Each compartment is said to be able to handle any module of the correct size, regardless of function. Hot swapping is also supported. Front facing modules are secured with latches, while backfacing modules use electropermanent magnets, writes McCracken.
According to the story, the Project Ara team has worked hard on overcoming one of the biggest challenges of a modular design: a potentially large size and weight. The modules are said to be 4mm thick, and the current prototype fully stacked with modules is 9.7mm thick, not much thicker than an HTC One phone.
Motorola has been working on the project for years, but then combined forces with the Phonebloks project when they began developing something similar. According to McCracken, that collaboration is continuing, with PhoneBloks acting as ad hoc development community for Project Ara.
Phonebloks modular phone concept
(click image to enlarge)
According to the Time story, Cambridge, Mass. Based NK Labs and 3D printer giant 3D Systems are other key technological partners. The plan is to add many more third party manufacturing partners, with the goal to democratize the process further so that anyone with sufficient tech skills can design a custom module and upload the design to a manufacturing partner.
McCracken quotes Paul Eremenko, the DARPA alumnus who leads the project, as saying: “The question was basically, could we do for hardware what Android and other platforms have done for software? Which means lower the barrier to entry to such a degree that you could have tens of thousands or hundreds of thousands of developers as opposed to just five or six big [manufacturers] that could participate in the hardware space.”
When the phones reach product stage in about two years, Google plans to eventually sell thousands of mostly 3rd party modules, which can then be further customized by users on websites or at kiosks. An upcoming 3D Systems printer will be used to print 600dpi color images on module enclosures made from multiple types of materials, says the story.

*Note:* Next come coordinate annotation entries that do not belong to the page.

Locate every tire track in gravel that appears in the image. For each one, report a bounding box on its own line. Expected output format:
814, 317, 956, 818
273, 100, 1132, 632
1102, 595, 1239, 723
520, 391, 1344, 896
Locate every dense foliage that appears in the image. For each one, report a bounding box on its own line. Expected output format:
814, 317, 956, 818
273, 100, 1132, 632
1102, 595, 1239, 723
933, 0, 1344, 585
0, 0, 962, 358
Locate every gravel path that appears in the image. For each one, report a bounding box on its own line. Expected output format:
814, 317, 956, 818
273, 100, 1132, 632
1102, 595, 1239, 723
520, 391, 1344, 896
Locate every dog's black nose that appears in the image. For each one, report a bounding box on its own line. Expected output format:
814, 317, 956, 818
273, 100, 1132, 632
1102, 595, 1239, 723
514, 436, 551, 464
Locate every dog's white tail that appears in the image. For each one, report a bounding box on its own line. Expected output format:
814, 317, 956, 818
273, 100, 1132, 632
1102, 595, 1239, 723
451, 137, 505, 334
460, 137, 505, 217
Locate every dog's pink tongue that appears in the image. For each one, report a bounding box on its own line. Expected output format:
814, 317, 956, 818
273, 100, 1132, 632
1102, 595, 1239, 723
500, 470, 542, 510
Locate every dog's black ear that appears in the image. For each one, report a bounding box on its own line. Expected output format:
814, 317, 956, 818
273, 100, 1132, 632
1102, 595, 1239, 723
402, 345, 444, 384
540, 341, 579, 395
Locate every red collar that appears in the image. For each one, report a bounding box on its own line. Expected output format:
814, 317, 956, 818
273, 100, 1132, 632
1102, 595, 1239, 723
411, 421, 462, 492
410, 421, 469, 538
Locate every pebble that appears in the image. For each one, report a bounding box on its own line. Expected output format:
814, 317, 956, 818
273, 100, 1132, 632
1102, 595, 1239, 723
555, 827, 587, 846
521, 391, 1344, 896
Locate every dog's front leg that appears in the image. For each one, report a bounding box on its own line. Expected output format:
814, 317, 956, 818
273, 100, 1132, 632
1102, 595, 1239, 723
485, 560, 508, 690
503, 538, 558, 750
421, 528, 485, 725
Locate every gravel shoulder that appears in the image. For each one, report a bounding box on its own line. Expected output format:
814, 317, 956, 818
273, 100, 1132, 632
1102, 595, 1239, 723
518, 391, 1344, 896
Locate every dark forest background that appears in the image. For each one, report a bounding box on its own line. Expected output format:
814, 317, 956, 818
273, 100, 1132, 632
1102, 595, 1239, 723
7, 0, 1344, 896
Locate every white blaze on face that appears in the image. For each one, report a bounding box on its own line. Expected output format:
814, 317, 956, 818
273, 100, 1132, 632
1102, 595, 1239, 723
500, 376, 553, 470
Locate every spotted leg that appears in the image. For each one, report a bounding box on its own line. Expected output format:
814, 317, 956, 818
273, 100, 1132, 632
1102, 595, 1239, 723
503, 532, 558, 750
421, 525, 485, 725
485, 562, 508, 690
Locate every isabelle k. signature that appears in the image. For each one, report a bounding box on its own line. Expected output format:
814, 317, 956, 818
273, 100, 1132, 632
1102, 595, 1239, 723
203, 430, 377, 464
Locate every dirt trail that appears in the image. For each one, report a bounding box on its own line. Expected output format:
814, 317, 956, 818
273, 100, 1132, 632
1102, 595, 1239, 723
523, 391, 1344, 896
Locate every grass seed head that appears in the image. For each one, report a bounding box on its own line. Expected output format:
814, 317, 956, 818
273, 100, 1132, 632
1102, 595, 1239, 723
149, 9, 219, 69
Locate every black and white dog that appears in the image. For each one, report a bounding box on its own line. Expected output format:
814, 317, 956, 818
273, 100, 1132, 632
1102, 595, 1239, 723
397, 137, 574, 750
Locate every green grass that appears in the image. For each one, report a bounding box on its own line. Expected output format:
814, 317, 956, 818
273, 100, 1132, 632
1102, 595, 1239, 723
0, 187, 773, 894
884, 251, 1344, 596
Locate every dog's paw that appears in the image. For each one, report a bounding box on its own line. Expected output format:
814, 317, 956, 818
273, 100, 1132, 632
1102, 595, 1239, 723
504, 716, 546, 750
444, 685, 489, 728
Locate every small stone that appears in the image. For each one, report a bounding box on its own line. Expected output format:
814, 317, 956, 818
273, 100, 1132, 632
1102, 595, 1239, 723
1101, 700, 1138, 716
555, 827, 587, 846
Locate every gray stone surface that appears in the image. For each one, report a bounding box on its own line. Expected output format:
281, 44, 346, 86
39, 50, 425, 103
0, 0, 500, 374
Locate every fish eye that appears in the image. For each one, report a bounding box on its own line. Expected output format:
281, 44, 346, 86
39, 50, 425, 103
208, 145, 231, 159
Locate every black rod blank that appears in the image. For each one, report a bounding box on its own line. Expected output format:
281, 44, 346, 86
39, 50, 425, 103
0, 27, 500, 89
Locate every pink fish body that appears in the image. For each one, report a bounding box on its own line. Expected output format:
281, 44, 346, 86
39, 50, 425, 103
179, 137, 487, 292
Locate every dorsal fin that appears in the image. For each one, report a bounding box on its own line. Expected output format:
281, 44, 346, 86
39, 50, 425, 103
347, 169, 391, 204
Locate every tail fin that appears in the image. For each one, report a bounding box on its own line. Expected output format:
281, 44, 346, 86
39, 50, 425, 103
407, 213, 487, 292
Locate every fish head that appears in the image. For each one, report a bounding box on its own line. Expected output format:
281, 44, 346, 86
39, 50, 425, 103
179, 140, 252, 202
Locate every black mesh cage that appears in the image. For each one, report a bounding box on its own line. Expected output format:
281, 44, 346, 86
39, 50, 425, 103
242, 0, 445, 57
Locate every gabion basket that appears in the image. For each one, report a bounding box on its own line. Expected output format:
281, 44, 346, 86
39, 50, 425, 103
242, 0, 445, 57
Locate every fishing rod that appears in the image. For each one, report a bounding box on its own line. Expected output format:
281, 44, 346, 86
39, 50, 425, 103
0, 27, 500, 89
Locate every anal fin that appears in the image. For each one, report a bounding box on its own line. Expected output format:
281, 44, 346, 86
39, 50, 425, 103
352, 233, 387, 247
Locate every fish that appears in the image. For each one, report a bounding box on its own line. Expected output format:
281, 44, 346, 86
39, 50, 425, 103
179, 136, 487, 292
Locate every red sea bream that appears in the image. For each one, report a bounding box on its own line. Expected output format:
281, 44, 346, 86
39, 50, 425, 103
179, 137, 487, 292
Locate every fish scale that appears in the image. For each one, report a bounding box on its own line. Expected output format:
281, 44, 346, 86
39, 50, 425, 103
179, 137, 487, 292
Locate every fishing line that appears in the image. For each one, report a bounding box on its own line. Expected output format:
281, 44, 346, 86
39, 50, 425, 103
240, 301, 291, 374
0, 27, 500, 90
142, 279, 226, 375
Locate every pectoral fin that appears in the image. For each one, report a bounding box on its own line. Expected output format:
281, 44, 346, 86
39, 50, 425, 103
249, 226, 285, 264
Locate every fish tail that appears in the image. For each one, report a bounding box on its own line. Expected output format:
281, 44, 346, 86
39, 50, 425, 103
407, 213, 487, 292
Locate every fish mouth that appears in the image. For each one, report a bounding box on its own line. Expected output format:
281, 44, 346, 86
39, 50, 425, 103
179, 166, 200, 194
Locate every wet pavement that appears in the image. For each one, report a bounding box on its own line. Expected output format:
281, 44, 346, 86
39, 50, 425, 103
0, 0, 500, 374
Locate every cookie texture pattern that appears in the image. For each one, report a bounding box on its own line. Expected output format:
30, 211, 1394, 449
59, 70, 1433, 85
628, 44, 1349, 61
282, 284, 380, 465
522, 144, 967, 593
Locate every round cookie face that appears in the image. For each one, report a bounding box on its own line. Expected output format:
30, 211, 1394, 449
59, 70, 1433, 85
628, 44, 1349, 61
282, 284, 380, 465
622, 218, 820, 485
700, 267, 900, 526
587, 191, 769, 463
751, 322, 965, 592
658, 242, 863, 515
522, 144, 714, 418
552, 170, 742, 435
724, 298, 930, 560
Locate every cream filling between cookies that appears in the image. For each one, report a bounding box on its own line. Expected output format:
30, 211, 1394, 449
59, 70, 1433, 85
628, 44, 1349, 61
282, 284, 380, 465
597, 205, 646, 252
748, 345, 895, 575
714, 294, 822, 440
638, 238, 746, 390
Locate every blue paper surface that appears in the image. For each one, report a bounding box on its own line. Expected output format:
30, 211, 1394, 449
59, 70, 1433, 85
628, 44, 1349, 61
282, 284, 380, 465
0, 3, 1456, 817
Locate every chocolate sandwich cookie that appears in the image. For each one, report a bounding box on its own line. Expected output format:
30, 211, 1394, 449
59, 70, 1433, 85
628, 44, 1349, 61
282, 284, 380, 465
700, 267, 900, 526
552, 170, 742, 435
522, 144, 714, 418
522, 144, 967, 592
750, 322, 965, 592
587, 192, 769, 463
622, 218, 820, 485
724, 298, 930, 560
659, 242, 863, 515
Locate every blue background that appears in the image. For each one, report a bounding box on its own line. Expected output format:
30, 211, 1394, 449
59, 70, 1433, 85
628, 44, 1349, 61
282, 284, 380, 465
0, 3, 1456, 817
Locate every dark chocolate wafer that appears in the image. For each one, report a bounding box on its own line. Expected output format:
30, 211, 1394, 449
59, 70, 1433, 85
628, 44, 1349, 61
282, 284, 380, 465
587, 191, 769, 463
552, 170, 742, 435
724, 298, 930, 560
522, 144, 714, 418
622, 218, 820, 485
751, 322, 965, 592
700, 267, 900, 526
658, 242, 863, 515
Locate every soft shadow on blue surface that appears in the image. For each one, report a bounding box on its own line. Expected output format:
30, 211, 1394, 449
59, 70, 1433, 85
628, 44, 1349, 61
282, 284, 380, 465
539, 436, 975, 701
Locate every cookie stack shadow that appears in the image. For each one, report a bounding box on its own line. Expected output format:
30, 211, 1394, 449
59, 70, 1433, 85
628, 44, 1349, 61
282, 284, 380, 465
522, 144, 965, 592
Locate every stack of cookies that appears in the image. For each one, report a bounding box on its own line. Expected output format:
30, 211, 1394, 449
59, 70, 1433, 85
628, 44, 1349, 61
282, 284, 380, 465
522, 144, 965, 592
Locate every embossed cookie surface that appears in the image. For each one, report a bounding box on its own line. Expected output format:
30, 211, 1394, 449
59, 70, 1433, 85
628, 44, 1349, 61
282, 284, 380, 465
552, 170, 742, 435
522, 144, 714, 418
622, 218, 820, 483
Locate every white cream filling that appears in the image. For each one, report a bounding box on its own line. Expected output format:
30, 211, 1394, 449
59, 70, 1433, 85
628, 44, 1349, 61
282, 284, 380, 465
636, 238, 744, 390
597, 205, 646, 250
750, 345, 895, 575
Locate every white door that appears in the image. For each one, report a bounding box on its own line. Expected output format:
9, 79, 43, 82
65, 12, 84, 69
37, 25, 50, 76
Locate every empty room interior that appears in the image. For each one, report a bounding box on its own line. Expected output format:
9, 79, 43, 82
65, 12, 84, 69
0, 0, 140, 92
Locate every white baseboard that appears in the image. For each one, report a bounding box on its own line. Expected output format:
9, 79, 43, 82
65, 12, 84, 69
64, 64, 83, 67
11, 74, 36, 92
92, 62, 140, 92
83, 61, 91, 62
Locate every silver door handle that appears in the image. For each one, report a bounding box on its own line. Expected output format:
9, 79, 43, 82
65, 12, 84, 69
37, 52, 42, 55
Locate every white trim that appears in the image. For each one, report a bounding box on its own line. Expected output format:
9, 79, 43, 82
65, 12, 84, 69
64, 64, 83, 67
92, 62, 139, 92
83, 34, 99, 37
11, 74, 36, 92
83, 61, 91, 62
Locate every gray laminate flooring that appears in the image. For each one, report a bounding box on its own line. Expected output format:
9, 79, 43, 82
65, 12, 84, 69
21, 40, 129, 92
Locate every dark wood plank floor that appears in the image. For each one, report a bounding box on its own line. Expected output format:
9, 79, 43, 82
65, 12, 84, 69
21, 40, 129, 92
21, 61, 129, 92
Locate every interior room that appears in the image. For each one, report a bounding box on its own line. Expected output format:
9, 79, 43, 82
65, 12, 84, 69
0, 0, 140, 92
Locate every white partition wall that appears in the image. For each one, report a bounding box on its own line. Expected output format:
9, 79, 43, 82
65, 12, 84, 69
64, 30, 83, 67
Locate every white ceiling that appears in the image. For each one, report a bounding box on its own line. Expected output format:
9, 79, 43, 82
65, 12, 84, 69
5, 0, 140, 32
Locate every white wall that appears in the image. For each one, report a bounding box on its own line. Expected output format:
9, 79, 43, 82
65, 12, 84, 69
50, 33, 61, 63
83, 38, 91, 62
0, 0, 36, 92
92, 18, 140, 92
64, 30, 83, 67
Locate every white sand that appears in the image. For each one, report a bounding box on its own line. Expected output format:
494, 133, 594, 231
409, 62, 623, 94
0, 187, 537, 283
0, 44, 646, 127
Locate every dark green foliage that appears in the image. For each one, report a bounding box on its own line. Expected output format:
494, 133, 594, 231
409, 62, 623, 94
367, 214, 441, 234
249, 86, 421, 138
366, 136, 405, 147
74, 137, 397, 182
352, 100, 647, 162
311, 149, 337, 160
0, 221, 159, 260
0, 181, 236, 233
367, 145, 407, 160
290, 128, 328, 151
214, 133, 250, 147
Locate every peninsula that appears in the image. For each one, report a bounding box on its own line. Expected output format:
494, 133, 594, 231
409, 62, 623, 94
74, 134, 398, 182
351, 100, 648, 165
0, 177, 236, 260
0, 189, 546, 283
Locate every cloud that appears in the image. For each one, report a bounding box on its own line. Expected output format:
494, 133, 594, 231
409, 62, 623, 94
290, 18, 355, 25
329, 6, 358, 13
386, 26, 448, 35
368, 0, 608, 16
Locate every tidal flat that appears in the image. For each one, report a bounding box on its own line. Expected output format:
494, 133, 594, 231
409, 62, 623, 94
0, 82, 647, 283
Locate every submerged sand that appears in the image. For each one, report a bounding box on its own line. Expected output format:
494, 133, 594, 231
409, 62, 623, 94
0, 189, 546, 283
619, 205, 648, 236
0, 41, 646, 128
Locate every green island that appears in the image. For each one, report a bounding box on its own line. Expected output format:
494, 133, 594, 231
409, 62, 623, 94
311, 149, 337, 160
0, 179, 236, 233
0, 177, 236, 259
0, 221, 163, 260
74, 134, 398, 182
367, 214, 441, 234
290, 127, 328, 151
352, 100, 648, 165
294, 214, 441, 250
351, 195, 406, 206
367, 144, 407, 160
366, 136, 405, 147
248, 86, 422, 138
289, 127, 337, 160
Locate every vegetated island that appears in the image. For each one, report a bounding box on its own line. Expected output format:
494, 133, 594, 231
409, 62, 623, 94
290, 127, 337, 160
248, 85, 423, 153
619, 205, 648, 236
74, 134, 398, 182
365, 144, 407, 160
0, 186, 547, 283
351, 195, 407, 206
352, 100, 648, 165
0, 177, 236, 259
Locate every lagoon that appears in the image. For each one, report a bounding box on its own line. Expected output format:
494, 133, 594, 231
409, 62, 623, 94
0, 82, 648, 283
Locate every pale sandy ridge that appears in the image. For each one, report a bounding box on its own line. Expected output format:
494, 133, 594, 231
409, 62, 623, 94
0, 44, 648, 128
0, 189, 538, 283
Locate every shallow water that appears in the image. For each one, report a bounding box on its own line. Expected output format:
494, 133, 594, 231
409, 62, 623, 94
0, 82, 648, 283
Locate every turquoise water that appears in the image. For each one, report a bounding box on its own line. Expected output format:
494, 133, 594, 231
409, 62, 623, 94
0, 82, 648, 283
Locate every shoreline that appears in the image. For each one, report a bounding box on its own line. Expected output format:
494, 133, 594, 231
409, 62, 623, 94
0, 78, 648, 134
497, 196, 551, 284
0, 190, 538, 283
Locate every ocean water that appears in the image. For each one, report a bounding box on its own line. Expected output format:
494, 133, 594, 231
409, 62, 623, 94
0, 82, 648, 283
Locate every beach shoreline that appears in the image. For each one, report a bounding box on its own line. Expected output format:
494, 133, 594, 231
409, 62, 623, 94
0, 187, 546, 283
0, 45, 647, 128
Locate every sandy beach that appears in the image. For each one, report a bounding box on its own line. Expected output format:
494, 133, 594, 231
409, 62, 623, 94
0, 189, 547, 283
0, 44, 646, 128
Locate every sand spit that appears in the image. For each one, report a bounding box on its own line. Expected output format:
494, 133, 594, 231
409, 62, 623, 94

Google is targeting emerging market customers, although it may have a way to go before it can bring down costs. Even if the $50 “grayphone” includes a screen and processor, that’s still a rather expensive jumping off point considering that Mozilla just announced a $25 Firefox OS prototype phone due later this year with built-in basics like a camera and wireless connectivity.
Not exactly new
McCracken reminds us of the long, failed history of modular device projects going back to the Handspring Visor PDA and the Modu phones. Recent modular phone efforts include Jolla’s customizable The Other Half backplates for its Sailfish Linux based phones. Currently, these are limited to mostly cosmetic hardware and software differences designed around a theme, such as Angry Birds. However, Jolla plans to expand this to offer more functional The Other Half enhancements, such as a QWERTY keyboards, sensor arrays, or ebook or notification screens.
Jolla phone with various “The Other Half” backplates
At CES last month, ZTE showed off a modular phone concept called Eco-Mobius. This very early concept is designed for user-replaceable cameras, batteries, displays, and “core” modules, which in turn house modular processors, RAM, and storage.
Digging back a bit further, we recall with considerable nostalgia Wildseed’s “SmartSkins” modular, Linux-powered “fashion phone” concept, which was announced in 2002 and began shipping in 2004. The devices featured 23 interchangeable SmartSkins that provided unique, interchangeable personalities. Wildseed reportedly licensed its modular phone concept to Curitel and Kyocera, and was eventually acquired by AOL.
Wildseed’s 2002 “SmartSkins” modular phone concept
(click image to enlarge)
The first Ara Developers’ Conference will be held April 15-16 at the Computer History Museum in Mountain View, Calif., and will also be available as a live webstream with interactive Q&A. More information on Project Ara may be found at the Project Ara website.